Doubt in proof of naive (epsilon,delta) PAC algorithm for multi armed bandits

225 Views Asked by At

I am learning about algorithms used to solve the Multi-armed bandits problem. I am however stuck in understanding the proof for the naive ($\epsilon$,$\delta$) PAC algorithm (Theorem 6 here). Specifically I am confused by the first step of the proof as shown below: proof of naive($\epsilon$,$\delta$) PAC algorithm. I am unable to see how the RHS is an upper bound of the LHS.Any help would be much appreciated.

1

There are 1 best solutions below

0
On BEST ANSWER

If $\hat{p}_{a'} > \hat{p}_{a^*}$, then either $\hat{p}_{a'} > x$ or $\hat{p}_{a^*} < x$, because if neither is true, then $\hat{p}_{a'} < x < \hat{p}_{a^*}$, which would be a contradiction.
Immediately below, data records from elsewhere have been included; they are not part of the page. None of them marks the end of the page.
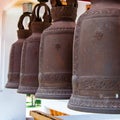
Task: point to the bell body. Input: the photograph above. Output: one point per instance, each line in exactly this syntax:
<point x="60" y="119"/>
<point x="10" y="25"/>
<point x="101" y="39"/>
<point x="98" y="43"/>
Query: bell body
<point x="15" y="59"/>
<point x="30" y="59"/>
<point x="96" y="66"/>
<point x="55" y="60"/>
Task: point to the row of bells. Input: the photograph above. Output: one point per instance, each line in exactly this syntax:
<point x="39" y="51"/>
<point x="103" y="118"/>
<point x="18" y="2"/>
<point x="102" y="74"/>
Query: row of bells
<point x="61" y="61"/>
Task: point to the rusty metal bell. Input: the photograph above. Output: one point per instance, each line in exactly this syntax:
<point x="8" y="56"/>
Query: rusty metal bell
<point x="96" y="65"/>
<point x="30" y="52"/>
<point x="55" y="58"/>
<point x="15" y="54"/>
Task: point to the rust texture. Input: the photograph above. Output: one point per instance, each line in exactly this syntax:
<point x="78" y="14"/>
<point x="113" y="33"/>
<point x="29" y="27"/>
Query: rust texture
<point x="15" y="53"/>
<point x="96" y="65"/>
<point x="30" y="51"/>
<point x="55" y="58"/>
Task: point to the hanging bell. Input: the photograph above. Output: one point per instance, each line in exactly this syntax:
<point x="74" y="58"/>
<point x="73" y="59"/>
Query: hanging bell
<point x="96" y="65"/>
<point x="55" y="58"/>
<point x="15" y="55"/>
<point x="30" y="52"/>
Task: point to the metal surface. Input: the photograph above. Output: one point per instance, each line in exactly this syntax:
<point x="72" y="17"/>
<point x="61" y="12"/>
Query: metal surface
<point x="30" y="51"/>
<point x="55" y="60"/>
<point x="96" y="65"/>
<point x="15" y="54"/>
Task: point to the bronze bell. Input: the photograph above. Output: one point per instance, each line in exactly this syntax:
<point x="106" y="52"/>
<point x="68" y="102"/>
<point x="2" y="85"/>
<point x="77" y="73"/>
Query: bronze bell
<point x="15" y="54"/>
<point x="55" y="60"/>
<point x="30" y="52"/>
<point x="96" y="65"/>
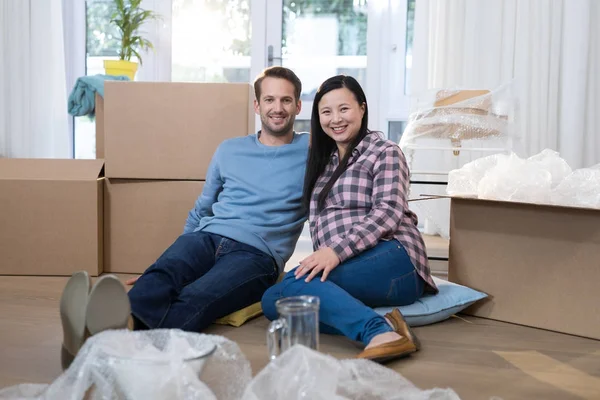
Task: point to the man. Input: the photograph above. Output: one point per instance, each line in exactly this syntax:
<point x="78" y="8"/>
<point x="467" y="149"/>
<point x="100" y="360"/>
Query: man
<point x="244" y="225"/>
<point x="236" y="240"/>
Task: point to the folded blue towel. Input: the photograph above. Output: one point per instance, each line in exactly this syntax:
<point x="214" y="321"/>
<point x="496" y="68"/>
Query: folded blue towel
<point x="82" y="99"/>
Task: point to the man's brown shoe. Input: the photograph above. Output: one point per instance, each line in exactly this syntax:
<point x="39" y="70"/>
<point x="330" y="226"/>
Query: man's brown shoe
<point x="400" y="348"/>
<point x="402" y="328"/>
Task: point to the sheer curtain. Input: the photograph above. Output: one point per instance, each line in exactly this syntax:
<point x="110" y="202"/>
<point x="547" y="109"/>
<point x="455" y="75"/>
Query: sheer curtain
<point x="33" y="94"/>
<point x="550" y="47"/>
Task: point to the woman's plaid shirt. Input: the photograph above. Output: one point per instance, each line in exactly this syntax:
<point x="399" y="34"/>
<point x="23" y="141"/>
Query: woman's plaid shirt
<point x="368" y="204"/>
Just replace $x$ by $r^* - \epsilon/2$ to get:

$P(\hat{p}_{a'} > \hat{p}_{a^*}) \geq P$($\hat{p}_{a'} > r^* - \epsilon/2$ or $ \hat{p}_{a^*} < r^* - \epsilon/2$). Now, note that $E(R(a')) + \epsilon/2 < r^* - \epsilon/2$, so we have

$\{\hat{p}_{a'} > r^* - \epsilon/2 \} \subset \{ \hat{p}_{a'} > E(R(a')) + \epsilon/2 \}$, since if $p > a$, $p > b$ if $a > b$. We further have $P(A) \leq P(B)$ if $A \subset B$ from which that first line follows.